Pat Naoum não tinha a intenção de pintar um jogo inteiramente à mão. Muito menos esperava passar sete anos inteiros fazendo isso. Mas, em 28 de julho, o pintor – que se tornou designer gráfico e, posteriormente, designer de jogos – lançou seu primeiro título, que está disponível para Nintendo Switch e no Steam, com versões para Windows e Mac.
The Master’s Pupil, que pode ser traduzido como “a pupila do mestre”, é um puzzle de aventura que explora o olhar artístico do famoso pintor impressionista francês Claude Monet (daí o nome). Os jogadores viajam por suas obras e o ajudam a concluir suas pinturas resolvendo quebra-cabeças fantásticos.
Até o momento da publicação deste artigo, a hashtag #themasterspupil já acumulava mais de nove milhões de visualizações no TikTok. Não é surpreendente que um jogo independente esteja causando tanto alvoroço na internet, especialmente considerando que foi lançado no auge da febre da inteligência artificial.Crédito: The Masters Pupil
Hoje em dia, qualquer pessoa pode usar um software de IA generativa para criar jogos decentes em questão de minutos. Porém, Naoum passou três anos inteiros aprendendo a programar, e vários outros pintando à mão, usando um scanner de filme e trabalhando exaustivamente no Photoshop.
O jogo faz parte de uma onda recente de animadores que estão abandonando o 3D de alta fidelidade em prol de um visual propositadamente menos polido. Em The Master’s Pupil, o resultado é uma estética com textura única que aparenta ser tridimensional, apesar de ser plana.
Embora não seja hiper-realista, a sensação é de estar próximo do mundo real, como se uma pintura tivesse se desprendido dele e fosse reconstituída dentro da tela.
“Trabalho com Photoshop há mais de 20 anos, mas sabia que, na verdade, seria mais rápido pintar à mão e depois digitalizar, porque existe um certo nível de composição de textura que só é possível alcançar dessa forma”, explica Naoum.
Para obter esse efeito, ele primeiro desenhou a lápis um esboço dos diversos elementos que comporiam o jogo – como as plataformas por onde o personagem pode caminhar e objetos com os quais pode interagir.
Naoum testou o design no motor de jogo Unity para garantir a jogabilidade do game.
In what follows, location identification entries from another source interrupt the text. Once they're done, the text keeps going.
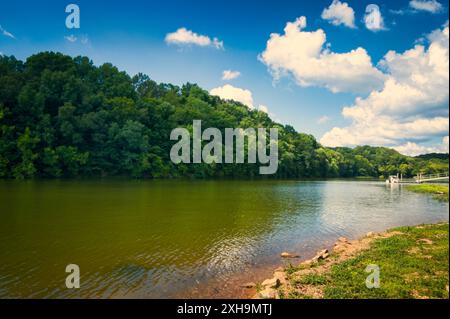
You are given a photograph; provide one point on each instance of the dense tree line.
(65, 117)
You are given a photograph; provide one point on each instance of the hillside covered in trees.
(65, 117)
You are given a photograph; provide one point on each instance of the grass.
(440, 192)
(413, 264)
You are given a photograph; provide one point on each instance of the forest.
(63, 117)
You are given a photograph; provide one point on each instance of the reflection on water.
(156, 239)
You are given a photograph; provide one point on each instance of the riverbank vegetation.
(440, 192)
(412, 261)
(65, 117)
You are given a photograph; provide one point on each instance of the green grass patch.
(440, 192)
(412, 265)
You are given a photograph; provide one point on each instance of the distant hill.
(65, 117)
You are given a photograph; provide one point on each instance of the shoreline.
(309, 278)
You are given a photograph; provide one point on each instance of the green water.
(153, 239)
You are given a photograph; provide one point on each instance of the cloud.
(306, 57)
(183, 37)
(426, 5)
(6, 33)
(230, 75)
(323, 119)
(71, 38)
(339, 13)
(373, 18)
(229, 92)
(411, 108)
(413, 149)
(263, 108)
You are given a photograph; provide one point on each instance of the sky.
(350, 72)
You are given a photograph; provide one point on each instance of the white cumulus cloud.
(432, 6)
(306, 57)
(6, 33)
(229, 92)
(183, 37)
(373, 18)
(323, 119)
(230, 75)
(412, 107)
(71, 38)
(414, 149)
(339, 13)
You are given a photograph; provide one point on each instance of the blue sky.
(132, 35)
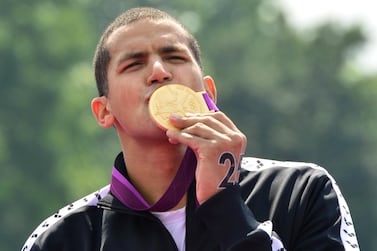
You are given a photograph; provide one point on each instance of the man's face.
(144, 56)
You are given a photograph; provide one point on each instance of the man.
(179, 189)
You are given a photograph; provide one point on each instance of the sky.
(308, 13)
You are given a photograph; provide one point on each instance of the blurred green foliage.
(297, 96)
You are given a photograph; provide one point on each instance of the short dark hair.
(102, 55)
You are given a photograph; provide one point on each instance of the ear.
(102, 112)
(209, 85)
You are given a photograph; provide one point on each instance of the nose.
(159, 73)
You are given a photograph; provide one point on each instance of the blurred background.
(298, 93)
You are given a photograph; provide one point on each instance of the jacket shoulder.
(63, 216)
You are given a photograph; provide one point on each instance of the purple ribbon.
(129, 196)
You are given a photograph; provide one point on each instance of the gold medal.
(175, 99)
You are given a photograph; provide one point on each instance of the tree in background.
(296, 96)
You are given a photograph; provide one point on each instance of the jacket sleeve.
(325, 219)
(233, 225)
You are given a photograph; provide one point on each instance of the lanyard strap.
(129, 196)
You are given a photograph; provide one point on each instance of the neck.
(151, 167)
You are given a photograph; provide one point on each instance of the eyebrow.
(140, 54)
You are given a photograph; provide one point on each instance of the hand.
(218, 146)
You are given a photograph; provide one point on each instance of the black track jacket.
(302, 201)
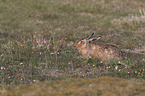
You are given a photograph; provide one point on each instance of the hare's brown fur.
(102, 51)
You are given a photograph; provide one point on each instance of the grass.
(37, 39)
(103, 86)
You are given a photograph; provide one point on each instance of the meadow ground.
(37, 39)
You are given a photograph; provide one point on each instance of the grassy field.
(37, 39)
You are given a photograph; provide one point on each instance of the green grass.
(37, 39)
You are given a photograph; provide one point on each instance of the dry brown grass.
(103, 86)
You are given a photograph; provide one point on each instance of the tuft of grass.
(37, 39)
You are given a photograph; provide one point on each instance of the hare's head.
(83, 43)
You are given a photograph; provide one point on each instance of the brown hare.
(102, 51)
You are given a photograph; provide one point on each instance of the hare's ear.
(89, 36)
(95, 38)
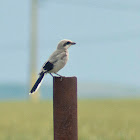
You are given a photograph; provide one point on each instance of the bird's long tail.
(37, 83)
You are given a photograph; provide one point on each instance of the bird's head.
(65, 44)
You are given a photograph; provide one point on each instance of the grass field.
(97, 120)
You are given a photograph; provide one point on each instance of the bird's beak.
(73, 43)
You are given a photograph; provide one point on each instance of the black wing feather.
(48, 66)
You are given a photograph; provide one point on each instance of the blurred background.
(105, 59)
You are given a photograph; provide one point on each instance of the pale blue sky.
(107, 36)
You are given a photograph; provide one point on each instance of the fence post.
(65, 108)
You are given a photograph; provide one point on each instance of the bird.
(56, 62)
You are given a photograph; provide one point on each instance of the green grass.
(97, 120)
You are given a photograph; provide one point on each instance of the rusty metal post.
(65, 108)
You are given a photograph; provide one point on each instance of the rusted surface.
(65, 108)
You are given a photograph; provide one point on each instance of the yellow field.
(98, 120)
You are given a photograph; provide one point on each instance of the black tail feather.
(37, 83)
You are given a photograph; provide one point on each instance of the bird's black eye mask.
(67, 43)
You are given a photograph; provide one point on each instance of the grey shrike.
(55, 62)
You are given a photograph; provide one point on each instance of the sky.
(107, 34)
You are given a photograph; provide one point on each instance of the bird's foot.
(61, 77)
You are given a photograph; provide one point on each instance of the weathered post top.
(65, 108)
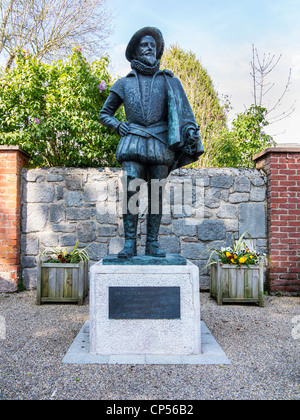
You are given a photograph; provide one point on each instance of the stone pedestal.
(145, 310)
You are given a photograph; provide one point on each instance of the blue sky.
(221, 34)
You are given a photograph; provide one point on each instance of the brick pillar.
(282, 165)
(12, 160)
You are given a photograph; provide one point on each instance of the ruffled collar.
(144, 68)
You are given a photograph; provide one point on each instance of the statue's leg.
(132, 171)
(157, 174)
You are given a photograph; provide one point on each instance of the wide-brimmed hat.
(155, 33)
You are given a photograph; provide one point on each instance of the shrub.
(52, 111)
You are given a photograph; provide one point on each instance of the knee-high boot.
(130, 227)
(152, 245)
Depois, imprimiu o que se tornaria o template do jogo e pintou cada detalhe com tinta acrílica. Em seguida, digitalizou e montou tudo no Photoshop.
O processo de digitalização teve um papel importante no visual final do game. “As partículas de poeira na superfície do scanner foram digitalizadas, criando toda a textura que vemos”, explica Naoum.
Enquanto a lente do scanner percorria a pintura, ela até capturava pequenos pedaços de tinta que projetavam sombras sobre a superfície do papel. “Parecem objetos de verdade em um mundo estranho e abstrato”, acrescenta.
OS JOGADORES VIAJAM PELAS OBRAS DE MONET E O AJUDAM A CONCLUIR AS PINTURAS RESOLVENDO QUEBRA-CABEÇAS FANTÁSTICOS.
O motivo pelo qual essa inusitada abordagem deu certo é porque Naoum optou por pintá-lo à mão por uma razão específica. Ele escolheu fazer isso porque toda a trama gira em torno da vida de um pintor. A inspiração surgiu, na verdade, de imagens em close de olhos humanos.
E se o jogo pudesse acompanhar a jornada de um personagem fictício, começando na borda de sua íris e terminando no “grande vazio escuro” da pupila?, ele pensou. No entanto, esse personagem logo se transformou em uma figura histórica, e Naoum encontrou inspiração em Monet, que teve catarata por volta dos 60 anos e acabou ficando cego do olho direito.
O game consiste em explorar várias pinturas do artista: é possível passear pela ponte arqueada de sua famosa tela “A Lagoa de Lírios d’Água” ou empurrar uma grande bola laranja até perceber que está levando o sol para o seu lugar acima de um horizonte enevoado.
À medida que o jogador avança de nível, o estilo de pintura também muda para retratar o próprio estilo Monet, que, segundo Naoum, se tornou cada vez mais abstrato conforme o artista começou a perder a visão.
O jogo leva cerca de cinco horas para ser concluído, embora Naoum tenha ouvido falar de pessoas que levaram quase o dobro desse tempo para terminá-lo. “Várias me disseram: ‘estou indo devagar para aproveitar ao máximo’”, diz ele, rindo.